Non bastava la depressione, i problemi fisici come quelli agli occhi o posturali, e le altre mille problematiche sollevate dai pensatori di tutto il mondo. Ora si aggiunge una nuova patologia all’uso smodato di internet: la perdita di memoria.

A stabilirlo è Nicholas Carr, scrittore di fama mondiale che ha sempre trattato la tecnologia digitale “con i guanti”, e ha da sempre portato alla luce delle problematiche che riguardavano il rapporto società-nuove tecnologie, anche con un buon seguito. La tesi di Carr è, in breve, che internet ci porta ad avere una vita “troppo comoda”, fatta di links e materiale immediato, tanto da farci disabituare a pensare, e soprattutto a ricordare, dato che tutto ciò di cui abbiamo bisogno è raggiungibile con un click.

Spiega Carr sulla rivista The Atlantic,

Offrono opportunità straordinarie di accesso a nuove informazioni, ma hanno un costo sociale e culturale troppo alto: insieme alla lettura, trasformano il nostro modo di analizzare le cose, i meccanismi dell’apprendimento. Passando dalla pagina di carta allo schermo perdiamo la capacità di concentrazione, sviluppiamo un modo di ragionare più superficiale, diventiamo dei pancake people, come dice il commediografo Richard Foreman: larghi e sottili come una frittella perché, saltando continuamente da un pezzo d’informazione all’altra grazie ai link, arriviamo ovunque vogliamo, ma al tempo stesso perdiamo spessore perché non abbiamo più tempo per riflettere, contemplare. Soffermarsi a sviluppare un’analisi profonda sta diventando una cosa innaturale.

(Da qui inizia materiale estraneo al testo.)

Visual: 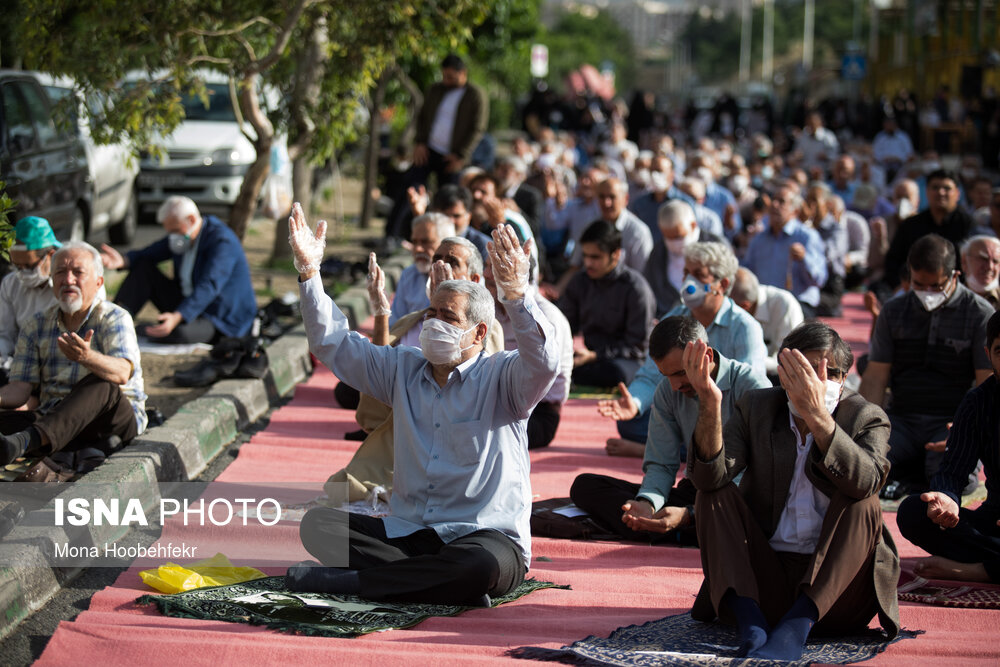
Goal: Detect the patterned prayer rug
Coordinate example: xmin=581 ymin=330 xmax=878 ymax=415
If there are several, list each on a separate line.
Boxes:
xmin=136 ymin=577 xmax=569 ymax=637
xmin=507 ymin=614 xmax=918 ymax=667
xmin=896 ymin=572 xmax=1000 ymax=609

Due anni fa Carr sosteneva che Google ci stava rendendo stupidi, perché oltre agli indubbi vantaggi che il motore di ricerca più famoso al mondo offre, c’erano anche gli svantaggi

assai meno evidenti e proprio per questo più pericolosi.

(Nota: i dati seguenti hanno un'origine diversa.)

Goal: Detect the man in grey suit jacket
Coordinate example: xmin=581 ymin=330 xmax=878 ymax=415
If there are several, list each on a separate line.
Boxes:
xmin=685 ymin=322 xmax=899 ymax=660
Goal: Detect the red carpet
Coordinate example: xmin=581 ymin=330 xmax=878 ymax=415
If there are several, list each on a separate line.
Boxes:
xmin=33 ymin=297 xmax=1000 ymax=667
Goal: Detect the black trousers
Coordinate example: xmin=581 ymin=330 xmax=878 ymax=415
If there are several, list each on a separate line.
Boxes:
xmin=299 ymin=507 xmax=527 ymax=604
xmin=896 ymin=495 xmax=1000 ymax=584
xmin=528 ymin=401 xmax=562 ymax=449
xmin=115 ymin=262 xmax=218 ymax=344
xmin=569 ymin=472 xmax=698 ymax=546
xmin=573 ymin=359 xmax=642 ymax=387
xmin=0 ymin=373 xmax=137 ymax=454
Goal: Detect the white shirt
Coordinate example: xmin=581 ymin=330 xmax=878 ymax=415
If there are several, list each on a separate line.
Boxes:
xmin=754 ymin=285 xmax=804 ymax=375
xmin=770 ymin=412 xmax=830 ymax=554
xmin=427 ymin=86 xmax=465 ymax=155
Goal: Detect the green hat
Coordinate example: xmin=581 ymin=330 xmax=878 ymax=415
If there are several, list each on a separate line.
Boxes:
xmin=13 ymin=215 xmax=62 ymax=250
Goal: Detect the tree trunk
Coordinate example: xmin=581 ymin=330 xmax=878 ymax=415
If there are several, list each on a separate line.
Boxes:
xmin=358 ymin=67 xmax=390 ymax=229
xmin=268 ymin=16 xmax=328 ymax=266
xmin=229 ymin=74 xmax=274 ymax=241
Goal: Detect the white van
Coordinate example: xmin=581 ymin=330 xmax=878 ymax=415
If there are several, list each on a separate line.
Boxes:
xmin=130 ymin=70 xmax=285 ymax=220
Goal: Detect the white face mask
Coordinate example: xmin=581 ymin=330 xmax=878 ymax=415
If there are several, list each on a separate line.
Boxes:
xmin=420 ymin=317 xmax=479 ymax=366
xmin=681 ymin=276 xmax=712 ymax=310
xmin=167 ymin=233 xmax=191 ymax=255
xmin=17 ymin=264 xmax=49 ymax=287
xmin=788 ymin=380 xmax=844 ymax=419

Si parla infatti di una vita troppo “collettiva” che uccide l’individualismo, come spiega Jaron Lanier, altro critico della rete, secondo il quale non solo internet è in grado di modificare la società, ma addirittura la struttura del nostro cervello,

perfino a livello cellulare.

Insomma, in breve le nuove tecnologie ci rendono più pigri, non ci permettono più di leggere su pagina di carta ma solo in formato digitale, facendo lavorare molto meno il cervello, il quale perde la capacità di mettere a fuoco i problemi, elaborarli, e soprattutto ricordarli.

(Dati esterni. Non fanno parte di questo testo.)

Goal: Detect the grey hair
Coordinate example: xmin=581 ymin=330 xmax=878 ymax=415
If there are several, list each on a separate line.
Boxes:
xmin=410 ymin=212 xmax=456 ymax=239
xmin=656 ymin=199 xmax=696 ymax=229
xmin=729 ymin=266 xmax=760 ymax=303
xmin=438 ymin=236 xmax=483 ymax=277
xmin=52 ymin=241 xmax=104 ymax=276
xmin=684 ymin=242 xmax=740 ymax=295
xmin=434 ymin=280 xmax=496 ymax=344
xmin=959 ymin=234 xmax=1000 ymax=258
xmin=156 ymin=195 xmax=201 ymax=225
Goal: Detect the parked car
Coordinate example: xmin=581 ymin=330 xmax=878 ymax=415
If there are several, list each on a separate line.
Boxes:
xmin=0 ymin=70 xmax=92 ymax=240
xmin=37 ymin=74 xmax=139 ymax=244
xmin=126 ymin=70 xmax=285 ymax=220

[Fonte: Corriere della Sera]

Commenti (3)

  1. Niente di più vero!! Lo vedo su me stessa, da quando trascorro 3-4 ore al giorno navigando in internet dimentico parecchie cose che riguardano la vita reale, tipo appuntamenti dal dentista, dall’estetista ecc.
    Prima avevo una memoria ferrea, ora devo segnarmi tutto ed ultimamente faccio difficoltà a ricordare anche determinate parole, o nomi di ristoranti, discoteche ecc.

  2. io ci lavoro su internet e ti posso dire che non è una cosa grave. Dipende principalmente da due fattori: cosa si fa su internet (se lo usi per studiare/lavorare o qualsiasi cosa che stimoli il cervello la situazione non diventa preoccupante) e cosa fai quando cerchi di ricordare.

    Ad esempio, se tenti di ricordare il nome di un ristorante mentre sei davanti al pc, non te lo ricordi non perché perdi la memoria, ma perché inconsciamente i tuoi occhi guardano il monitor e ti fanno pensare a qualcos’altro, distraendoti. Inoltre se stacchi dal computer, dopo appena qualche minuto, un’ora al massimo, tutto torna come prima. E’ solo questione di concentrazione, e di fronte ad un pc questa cala perché l’attenzione viene attirata da centomila cose diverse.

  3. Concordo! E’ verissimo…
    Ho perso parecchia memoria, dimentico facilmente le cose e questo anch’io da quando passo parecchio tempo in rete alla ricerca di informazioni varie..-.